ごとう・こずえ 竹田市出身。高校卒業後、福岡市に進学、就職。その後、地元にUターン。祖母山がユネスコエコパークに登録されたことをきっかけに、地元の草花に興味を持ち、インタープリターとして活動を開始した。

ちょっとお茶しに行きますか

近所のカフェに行くように、インタープリターとしてガイドを務める後藤さんが誘ってくれました。お茶会のドレスコードは登山靴。場所は祖母山です。トレッキングツアーで花を観察してから、五合目の小屋近くの滝でコーヒータイムを過ごすことに。

普段はさっさと通り過ぎてしまう駐車場からの道のりでしたが、「あ、こっち」「見てください」と、後藤さんがあちこちに生えている草花を紹介してくれます。名前がわからないと、登山道のかたすみを生きる小さな植物という認識で終わっていました。名前や特徴を教わるうちに、登山道で多様な草花と出会えることに気づかされました。

後藤さんにそう伝えると、「私も全然知らなかったんです」と少し照れながらも笑顔を見せてくれました。

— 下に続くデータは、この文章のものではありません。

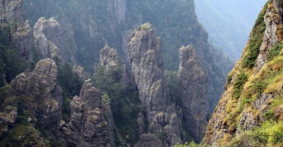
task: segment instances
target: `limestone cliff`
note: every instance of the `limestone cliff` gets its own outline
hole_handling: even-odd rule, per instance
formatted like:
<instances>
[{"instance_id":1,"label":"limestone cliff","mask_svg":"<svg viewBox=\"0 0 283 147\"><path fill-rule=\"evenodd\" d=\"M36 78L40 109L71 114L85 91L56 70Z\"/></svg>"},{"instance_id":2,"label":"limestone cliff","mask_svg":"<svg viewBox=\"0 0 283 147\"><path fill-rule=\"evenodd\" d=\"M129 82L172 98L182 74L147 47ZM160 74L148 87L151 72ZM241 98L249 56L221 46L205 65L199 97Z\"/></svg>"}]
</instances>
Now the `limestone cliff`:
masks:
<instances>
[{"instance_id":1,"label":"limestone cliff","mask_svg":"<svg viewBox=\"0 0 283 147\"><path fill-rule=\"evenodd\" d=\"M0 15L1 23L14 21L23 24L24 1L22 0L1 0L0 1Z\"/></svg>"},{"instance_id":2,"label":"limestone cliff","mask_svg":"<svg viewBox=\"0 0 283 147\"><path fill-rule=\"evenodd\" d=\"M72 61L76 51L72 37L72 27L62 27L54 18L40 18L34 24L33 36L38 58L57 58L60 61ZM69 30L69 31L65 30Z\"/></svg>"},{"instance_id":3,"label":"limestone cliff","mask_svg":"<svg viewBox=\"0 0 283 147\"><path fill-rule=\"evenodd\" d=\"M199 58L192 46L179 50L178 81L184 120L195 140L203 136L207 121L207 74L202 70Z\"/></svg>"},{"instance_id":4,"label":"limestone cliff","mask_svg":"<svg viewBox=\"0 0 283 147\"><path fill-rule=\"evenodd\" d=\"M242 58L228 76L204 142L216 146L282 146L283 138L278 137L283 112L282 4L269 0L259 14Z\"/></svg>"},{"instance_id":5,"label":"limestone cliff","mask_svg":"<svg viewBox=\"0 0 283 147\"><path fill-rule=\"evenodd\" d=\"M27 70L12 81L8 94L22 101L25 109L37 118L36 123L54 131L57 131L61 120L62 103L61 90L57 83L57 72L54 61L41 60L32 72Z\"/></svg>"},{"instance_id":6,"label":"limestone cliff","mask_svg":"<svg viewBox=\"0 0 283 147\"><path fill-rule=\"evenodd\" d=\"M57 72L54 61L42 60L32 72L26 70L7 86L1 98L0 146L40 147L47 138L59 137L63 98ZM44 132L48 135L45 138Z\"/></svg>"},{"instance_id":7,"label":"limestone cliff","mask_svg":"<svg viewBox=\"0 0 283 147\"><path fill-rule=\"evenodd\" d=\"M182 143L180 122L177 117L174 105L170 106L168 88L163 79L160 39L150 24L142 24L131 34L128 51L129 61L142 106L138 119L141 138L136 146L148 146L142 142L144 140L157 143L161 141L164 147ZM146 124L149 125L146 126ZM142 135L146 133L151 135ZM161 138L161 134L165 138ZM156 139L155 136L160 138Z\"/></svg>"},{"instance_id":8,"label":"limestone cliff","mask_svg":"<svg viewBox=\"0 0 283 147\"><path fill-rule=\"evenodd\" d=\"M116 49L111 48L107 45L100 50L100 66L105 66L105 74L110 78L110 82L118 79L125 85L135 85L132 74L128 71L127 66L123 64L118 56ZM113 70L117 71L119 73L112 73L113 75L109 75Z\"/></svg>"},{"instance_id":9,"label":"limestone cliff","mask_svg":"<svg viewBox=\"0 0 283 147\"><path fill-rule=\"evenodd\" d=\"M113 126L110 126L103 115L101 94L91 85L90 80L85 81L80 97L75 97L71 102L71 121L66 132L68 147L109 147L110 144L113 144L113 135L108 136Z\"/></svg>"}]
</instances>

キバナアキギリ(シソ科アキギリ属)。大分県の準絶滅危惧種に指定されていますが、秋の祖母山トレッキングコースではよく見ることができます。

花を見つけては立ち止まり、また歩くため普段よりもゆっくりしたペースです。登ることが目的ではありません。すると、別の発見もありました。

背の高い針葉樹から爽やかな香りが漂っています。視線を上げると、木漏れ日がきらきら。大きく息を吸うと、気持ちがさらに穏やかになりました。五感をもっと上手に使えば、もっと山を楽しめるはずと思える瞬間でした。

カヤ(イチイ科カヤ属)。葉からグレープフルーツのような香りがします。
登山道で見つけたミズキの花柄(ミズキ科ミズキ属)。花も種も終わったあとに残る花柄はサンゴ礁のような色と形です。

祖母山の麓、穴森神社の近くで暮らしてきた後藤さん。小さい頃から、山麓の恵まれた自然の中で育ってきました。小学校の頃は、道草をくってばかりで遅刻が多かったそうです。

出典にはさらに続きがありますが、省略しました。